With no story to guide them, jurors were unprepared to hear from the witnesses and did not understand their relevance: “We [thought we] were ready for our first witness. At least we would hear what happened to the plaintiff. Instead, we heard from an employee of the city’s housing department” (p. 106). Even worse, this official was ill-prepared and unpersuasive: “He was very defensive. We learned that he was deposed some time ago and that he may have given answers that inadvertently helped Ms. Tenant … Perhaps the city’s lawyer reprimanded him for providing these answers, which he suddenly appeared to disavow. He said that he was an honorable man, several times. It became clear that he was incapable of giving a simple answer to a simple, yes-or-no question” (p. 107). The authors concluded their description of this witness by stating that, “we all non-verbally expressed to one another our confusion as to the purpose served by this testimony” (p. 107).

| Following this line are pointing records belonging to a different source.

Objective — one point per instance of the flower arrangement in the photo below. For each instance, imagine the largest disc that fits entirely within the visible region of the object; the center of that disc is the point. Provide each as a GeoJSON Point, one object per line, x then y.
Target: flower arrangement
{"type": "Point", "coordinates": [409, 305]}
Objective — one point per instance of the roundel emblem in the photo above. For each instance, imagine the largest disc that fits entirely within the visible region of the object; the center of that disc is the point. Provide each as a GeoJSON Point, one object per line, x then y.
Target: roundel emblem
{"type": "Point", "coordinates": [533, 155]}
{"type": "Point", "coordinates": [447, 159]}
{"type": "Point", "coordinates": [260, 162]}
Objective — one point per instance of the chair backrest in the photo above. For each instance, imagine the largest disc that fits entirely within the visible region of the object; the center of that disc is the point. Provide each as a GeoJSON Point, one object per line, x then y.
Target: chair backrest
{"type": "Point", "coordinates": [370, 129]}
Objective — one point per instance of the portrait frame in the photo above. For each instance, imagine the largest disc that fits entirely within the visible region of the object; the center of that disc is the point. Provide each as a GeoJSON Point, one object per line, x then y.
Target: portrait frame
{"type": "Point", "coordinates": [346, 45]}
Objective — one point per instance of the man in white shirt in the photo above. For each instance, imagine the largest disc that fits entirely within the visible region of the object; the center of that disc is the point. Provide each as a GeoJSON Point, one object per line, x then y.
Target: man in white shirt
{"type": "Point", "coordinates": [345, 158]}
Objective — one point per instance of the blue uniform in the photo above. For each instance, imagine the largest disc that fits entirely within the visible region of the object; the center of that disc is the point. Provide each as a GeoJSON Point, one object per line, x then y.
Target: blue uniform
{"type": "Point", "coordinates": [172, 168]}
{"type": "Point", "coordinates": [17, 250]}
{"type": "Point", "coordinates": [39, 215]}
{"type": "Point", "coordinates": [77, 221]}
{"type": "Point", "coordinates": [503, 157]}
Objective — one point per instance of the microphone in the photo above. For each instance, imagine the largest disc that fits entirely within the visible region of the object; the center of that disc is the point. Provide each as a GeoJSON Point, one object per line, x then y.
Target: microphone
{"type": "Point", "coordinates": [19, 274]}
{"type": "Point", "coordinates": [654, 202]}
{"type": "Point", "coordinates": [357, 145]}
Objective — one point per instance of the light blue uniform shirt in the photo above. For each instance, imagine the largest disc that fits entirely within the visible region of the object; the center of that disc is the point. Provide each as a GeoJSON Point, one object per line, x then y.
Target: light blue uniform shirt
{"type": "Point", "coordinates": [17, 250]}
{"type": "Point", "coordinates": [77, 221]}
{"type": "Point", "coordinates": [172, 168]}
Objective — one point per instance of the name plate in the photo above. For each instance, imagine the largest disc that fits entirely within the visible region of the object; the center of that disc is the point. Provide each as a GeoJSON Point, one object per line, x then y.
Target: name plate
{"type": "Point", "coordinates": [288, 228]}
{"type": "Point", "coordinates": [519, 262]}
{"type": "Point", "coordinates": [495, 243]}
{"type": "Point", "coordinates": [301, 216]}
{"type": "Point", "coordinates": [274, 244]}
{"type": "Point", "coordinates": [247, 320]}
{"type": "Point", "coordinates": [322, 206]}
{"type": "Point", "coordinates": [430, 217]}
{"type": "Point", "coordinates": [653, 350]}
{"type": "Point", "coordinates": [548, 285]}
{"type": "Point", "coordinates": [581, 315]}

The plaintiff and her daughter testified soon thereafter, but were also unpersuasive. Their account of the collapse and the resulting injuries did not match the ambulance and hospital reports. The plaintiffs’ claims about a diminished quality of life also rang hollow. But the defense attorney seized on none of these opportunities during cross-examination and never asked the plaintiff or her daughter about the discrepancies in the reports.
When it came time for the city to present its defense, “instead of attacking [the plaintiff’s] credibility with better witnesses, [the defense attorney] kept focusing on whether the repairs were the responsibility of the tenant association or not. We did not care … As a jury, we were given no reason to believe that the tenant association was not an agent of the city” (p. 110).
Jurors also thought the city’s witnesses were disappointing: “The orthopedist who saw the plaintiff came off as a – forgive the term – ‘crazy, old guy’ … He had not practiced medicine in years and instead saw patients once a week as a paid expert for the city. He answered questions to the extent that he thought the city would be pleased” (pp. 110-11). Then, the defense called another expert, “another doctor engaged solely in the practice of representing the city. His interpretation of the MRIs contradicted that of the crazy, old guy several times” (p. 111).
These accounts offer several “don’ts” for witness testimony and the presentation of a case in general:
• Important witnesses should be well-prepared for their testimony. They should be told what to expect and how to answer questions directly and honestly. If there is damaging deposition testimony or conflicting reports, attorneys should ensure that witnesses can explain or justify those discrepancies.
• “Professional witnesses” need to be cautious about being too one-sided in their testimony. Jurors understand that paid witnesses are not disinterested parties and attorneys should be prepared to spend additional time explaining these experts’ credentials and having them defend their positions. Clearly, attorneys should also ensure that expert witnesses don’t contradict one another on the stand!
• How do your central themes relate to your story? Clearly the defense wanted to argue that the tenant association, not the city, was responsible for the building’s upkeep. While that could have been one of the defendant’s themes, it was clearly not a sufficient defense on its own, and should have been part of a larger defense story.
After two weeks in court, the jurors were informed that the parties had reached a settlement. The authors were disappointed by their experience in the jury box, but their article provides us with valuable examples of what not to do.